Doesn't really explain the crush but I like it. It is time.

I watched the election with my children. I didn't insist, I didn't ask, they watched on their own, they wanted to watch history take place. History's happening was sort of anti-climatic, we had a round of fist bumps, watched the concession speech (which was quite gracious), watched the acceptance speech (what if he'd declined to accept the nomination, what then?), then we all went to bed.

Wednesday morning I saw a rainbow that spanned the distance of my city, it was quite beautiful and quite odd....there had been no rain.

I have heard nothing from either of my parents, I would assume they are too busy building underground bunkers. Just kidding....or am I? My dad is probably too paralyzed with fear that Obama is coming to take that extra 8 bucks out of his paycheck, to type me a little note. Bless his heart.

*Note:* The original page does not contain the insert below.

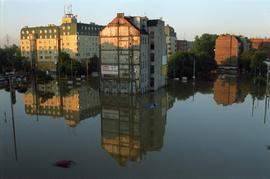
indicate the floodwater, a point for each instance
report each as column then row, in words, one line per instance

Well, I must return to my prison work program now. I hope you all are having a wonderful day!

Peace and Love,
Cow punk

Wednesday, November 5, 2008

Tuesday, November 4, 2008

Election day

So election day...finally...I've taken the day off so I can go vote with out pressure to leave the long line and return to work without voting. Plus, I think I will come home and drink a ton of vodka, so that I can see Vladmir from my backyard one last time. Which I noticed that post is gone and I'm not sure what happened...maybe too much vodka and confused fingers? I also took the day off to spend with my oldest son. He will be moving into his own place tomorrow. It's all very weird. I feel excited about him moving and also a little sad and scared for him. I think he is feeling the same. I can't ask because he's sleeping...at least he's not on my couch, showing me his, well, I'll spare you the visual.

Since, it's election day, I'm pondering how my two staunchly Repub parents raised 3 very liberal offspring. Both my siblings and myself will be casting a vote for Sen. Obama. Both my parents are convinced he is a Muslim, terrorist anti-christ, then turn around and tell me to enjoy my anti religious, socialistic Messiah. What? Make up your mind people. He can not be both the anti-Christ and second coming of Jesus. It just doesn't work that way in my world. What I really find amusing though, is that way back when I was growing up and forming my opinions of the world, both Mom and Dad were staunch liberal Democrats. Hippies if you will or even if you won't. They have both asked me in the past 6 months where I got such a "liberal" view on politics. I just smiled and said, you were a good parent and taught me well. Then they both changed the subject....oh how soon we forget.

I feel so sad for them...they continue to deny the truth and sling "Obama" mud at me. They are too busy digging in the dirt, to form an honest opinion. My mother called me about two weeks ago and told me to watch out because Mr. Obama was going to be taking 1500$ out of my checking account that very night. I gotta hand it to her, that was one of the best laughs I'd had in a long while. I've forgotten to ask her how that turned out for her...oh well, probably for the best.

This is Zac's (sleeping son) first election and he's very excited about taking part in such an historic election. Now, we just both hope things WILL change. And we both hope Diebold will not rob the American people of their opinions again.

Well, I'm off to vote, I hope you are doing the same.